Nieistnienie

Katarzyna Karpowicz, Spacer (detal), 2023

Katarzyna Karpowicz, Nieistnienie, Galeria BWA w Zamościu, do 13 sierpnia

My, potomkowie nieżydowskich mieszkańców sztetli.

Nieistnienie sąsiadów bardzo szybko stało się dla naszych dziadków czymś całkowicie zwyczajnym. Nasi rodzice nie zadawali pytań o pochodzenie budynków, macew, z których układano podwórza i chodniki, o imiona, które czasem wymsknęły się we wspomnieniach. Szczebrzeszyn, Krasnystaw, Piaski, Kock, Radzyń żyły sobie zwyczajnym małomiasteczkowym życiem z jednym dniem targowym w tygodniu, corocznym odpustem, niedzielnymi lodami u (wstaw nazwisko właścicieli lodziarni) i zapomnieniem.

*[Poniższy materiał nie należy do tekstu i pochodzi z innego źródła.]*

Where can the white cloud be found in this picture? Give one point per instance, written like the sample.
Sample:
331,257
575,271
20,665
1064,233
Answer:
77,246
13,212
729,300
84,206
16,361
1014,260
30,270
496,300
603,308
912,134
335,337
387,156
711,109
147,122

Łatwiej jest nie istnieć, kiedy nie ma się imienia i nazwiska, jeszcze łatwiej – kiedy nie ma się twarzy. Z fragmentów opowieści da się odtworzyć historię, trudniej sobie wyobrazić jej bohaterów. Nawet pozbawieni anonimowości, pozostają widmowi. Przecież to portret zapewnia nieśmiertelność, nie zapis w metryce albo księdze pamięci.

Dlatego, żeby mogli zmartwychwstać, muszą stać się widzialni. Ulubiona malarka Ka., Katarzyna Karpowicz, pozwala na to mieszkańcom przedwojennego Szczebrzeszyna. Sprowadza ich na ziemię, sąsiadów naszych dziadków.

Lipiec to jest miesiąc szczególny, więc – przypadek, opatrzność (?) – wernisaż wystawy wypadł pomiędzy rocznicami Kielc i Jedwabnego. Ta data stawia dodatkowe pytania naszym dziadkom. Jak można nie zauważyć nieistnienia? Jak można wymazać z pamięci?

Te obrazy ulubionej malarki wizualnie odeszły już od pogodnego Balthusa i Picasso, jest im bliżej do Chagalla i Wróblewskiego. Nawet jeśli mają w sobie radość, to podszytą żałobą.

Dziecko dopytuje, co oznacza niebieska kulka pojawiająca się na kolejnych płótnach. Odpowiadam mu, że chodzi o duszę (tak sobie wyobrażam, że to o nią chodzi).

Ale potem przypominam sobie jeszcze historię z innego sztetlu: o rabbim Leinerze, który odkrył błękit (a nie jest to żadna poezja: po żmudnych badaniach, zrozumiał czym farbować frędzle).